3) You can comment on blog posts here
4) You can direct-message or just quote @cliffski on twitter. I read all that too.
5) You can comment on the facebook page for the game.

Ideally, I’d make it even easier, but true anonymous frictionless feedback is just open to spam. I experimented with anonymous guest posting on forums, but it’s a spam headache unfortunately. I guess the best thing to do is just make it really clear that feedback is welcome, good or bad and you can email me your thoughts on the game, and they will get read. Indies are lucky because people actually believe us when we say you can email the lead designer, rather than a customer service person.

I always wish when I read a comment on my games on some foum, that the person typing it knew that they could just copy and paste that opinion and throw it at me by email, and it would have 100x the effect on getting the game changed and refined than a post on a foumr (although such posts are to be encouraged too, anything that gets people discussing your game is clearly a good thing)
Any game developer hiding their email address behind a captcha or sign-up account is just throwing away a free source of honest feedback. Don’t do it. get better spam filters. It can be done, how else can I constantly type cliff@positech.co.uk on my blog and get away with it? :D

Gratuitous Tank Patching

Another, and possibly the final pre-release patch has been released for Gratuitous Tank Battles. I put more emphasis this time on the whole topic of stability and performance, rather than squeezing in new features. The full list of changes in 1.007 are as follows:

version 1.007
=============
1) Fixed bug where the deployment icons on the battle screen were no longer showing their popup windows.
2) Fixed crash bug when using very high amounts of muzzle smoke.
3) Increased minimum range of missile modules.
4) Fixed bug in displaying certain bonus effects on the design screen, notably for missile launchers.
5) Replaced 'gratuitous shaders' option with a toggle for the distortion effect.
6) Sped up the drawing of unit shadows.
7) Fixed yellow-screen corruption bug
8) Fixed bug where the progress bar for the score would not always draw correctly.
9) Performance improvements allow for higher quality visuals when zoomed out on higher spec PCs.
10) Infantry do not now talk as frequently when onscreen in large numbers.
11) Some variety introduced in the placement of tiny props next to certain turrets
12) All turrets now have surrounding 'splats' to merge slightly with the terrain.
13) Special props can now be hidden from the editor.
14) Fixed bug which displayed an empty unlock dialog on certain occasions.
15) Some optimisations to speed up drawing of drifting smoke, and reduce particle effects when framerate drops.
16) Fixed unit design bug preventing ammo loaders being selected if a rate of fire aug was already fitted.
17) Fixed bug where a map would not tolerate starting supplies being higher than the mid-game supply cap.

The ones that really matter are 5,7,17 and 17 which were pretty critical functionality related things.
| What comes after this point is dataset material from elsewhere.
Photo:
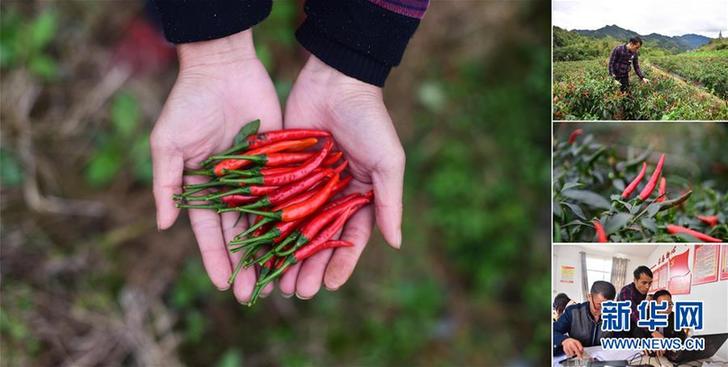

I still have a bunch of purely aesthetic improvements I’d theoretically like to make, but they can wait. I am hooping that what is currently in the game represents a big list of features to attract buyers, and at the same time is also pretty fast and stable. Modding support is the next big thing to get my teeth into, but that is all under-the-hood stuff which won’t really affect 90% of the players.

The only thing (barring reported major bugs) between now and release is going to be making a new launch trailer that shows stuff like the extra maps and the airstrikes etc. Making trailers always takes an absolute age, and I’m never happy with them, but I should put some time into it because GTB looks so much better moving than as still images. I plan to capture and record a fairly high res trailer this time so it looks as good as possible. the trouble is Fraps can only record so big before it slows down the actual game and makes performance look bad when it really isn’t. That, plus the nightmare of uploading and rendering out massive video files.

I might try and take half a day off tomorrow. Yay!